The actions taken by both sides had confused the contracting parties significantly. Nevertheless, the dispute could be regarded as temporarily suspended due to name change taken by CIETAC South China and CIETAC Shanghai, as the separation of CIETAC Shanghai/ CIETAC South China from CIETAC: 
 
(a) On October 22, 2012, CIETAC South China announced that it changed the organisation’s name to “South China International Economic and Trade Arbitration Commission”, as well as started to use the new name “Shenzhen Court of International Arbitration” (“SCIA”) concurrently as its official name. 
 
(b) On April 17, 2013, CIETAC Shanghai announced that it changed name to “Shanghai International Economic and Trade Arbitration Commission”, as well as started to use the new name “Shanghai International Arbitration Centre” (“SHIAC”) concurrently as its official name. 
 
II. Impact to contracting parties 
(1) For contracts to be executed by the contracting parties
After the name change of CIETAC South China and CIETAC Shanghai, when preparing the contract, the parties may refer to the below model arbitration clauses of each commission.
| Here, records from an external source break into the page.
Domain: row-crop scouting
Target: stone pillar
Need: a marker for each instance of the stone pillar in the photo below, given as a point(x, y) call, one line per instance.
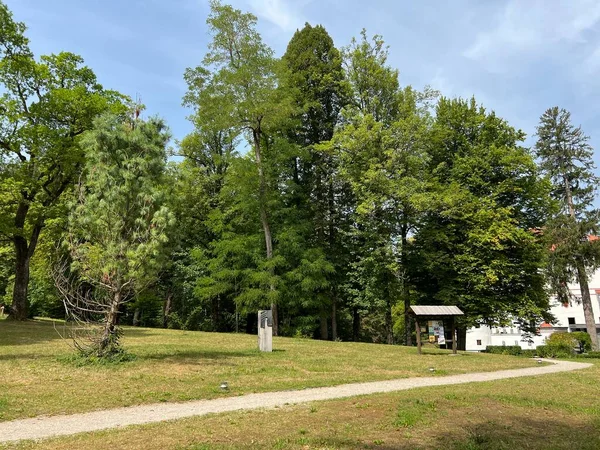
point(265, 330)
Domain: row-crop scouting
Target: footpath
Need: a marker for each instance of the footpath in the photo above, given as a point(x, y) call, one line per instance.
point(51, 426)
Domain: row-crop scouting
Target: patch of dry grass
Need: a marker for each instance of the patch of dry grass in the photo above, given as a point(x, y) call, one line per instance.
point(176, 365)
point(559, 411)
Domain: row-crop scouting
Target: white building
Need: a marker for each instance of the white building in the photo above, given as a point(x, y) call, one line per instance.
point(568, 318)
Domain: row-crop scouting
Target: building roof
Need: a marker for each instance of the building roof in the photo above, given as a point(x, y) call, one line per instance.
point(436, 311)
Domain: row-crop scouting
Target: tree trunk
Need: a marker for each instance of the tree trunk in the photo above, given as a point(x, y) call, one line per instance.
point(167, 309)
point(389, 324)
point(20, 305)
point(334, 319)
point(461, 337)
point(588, 312)
point(136, 317)
point(19, 308)
point(405, 296)
point(323, 328)
point(355, 325)
point(108, 342)
point(264, 218)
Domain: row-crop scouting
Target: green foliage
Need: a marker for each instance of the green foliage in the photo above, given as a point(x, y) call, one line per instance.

With the changed name or new name of the commissions in the arbitration clause, the parties’ intention about the selected arbitration commission can be clearly expressed:
 
Table 1: 
alt

(2) For contract already executed
Previously, many parties adopted the typical arbitration clauses as illustrated in Table 2 in their contracts. Currently, CIETAC, SHIAC and SCIA hold different opinions about whether they have jurisdiction over the cases with those arbitration clauses, as follows:  
 
Table 2:
alt
 
 
* In May 2013, the Intermediate People’s Court of Suzhou (a city near Shanghai) issued a judgment refusing to enforce the arbitration award made by SHIAC with the said arbitration clause. The court judged that, prior to CIETAC Shanghai Sub-commission obtaining its Registration Certificate for Arbitration Commission on December 8, 2011, CIETAC Shanghai (SHIAC) had jurisdiction over the case with the said arbitration clause since the parties’ intention is to submit the case to CIETAC while CIETAC Shanghai Sub-commission was a part of CIETAC, but after that date CIETAC Shanghai (SHIAC) has lost its jurisdiction as it was no longer part of CIETAC but an independent arbitration commission different from CIETAC.   
 
Fortunately, based on the non-official information from SCIA, the Supreme Court of the PRC is considering issue a judicial interpretation soon, to clarify the jurisdiction matters amongst the commissions, which is expected to dismiss the jurisdiction dispute and bring certainty to arbitration practice.
 
III. Recommendations 
To avoid jurisdiction disputes between the contracting parties in the future, when preparing the arbitration clauses, the parties may refer to the model arbitration clauses in Table 1, by using the new names of SHIAC/SCIA to clearly express the arbitration commissions selected by the parties.
 
On the other hand, with respect to the contract which already has been executed with the typical arbitration clauses in Table 2, the parties may consider to change the arbitration clause, by using those in the model arbitration clauses in Table 2. 
 
Most importantly, the contracting parties may engage legal professionals to have a review of the arbitration clause, to ensure the jurisdiction as well as the enforcement of the arbitration award made by that arbitration commission.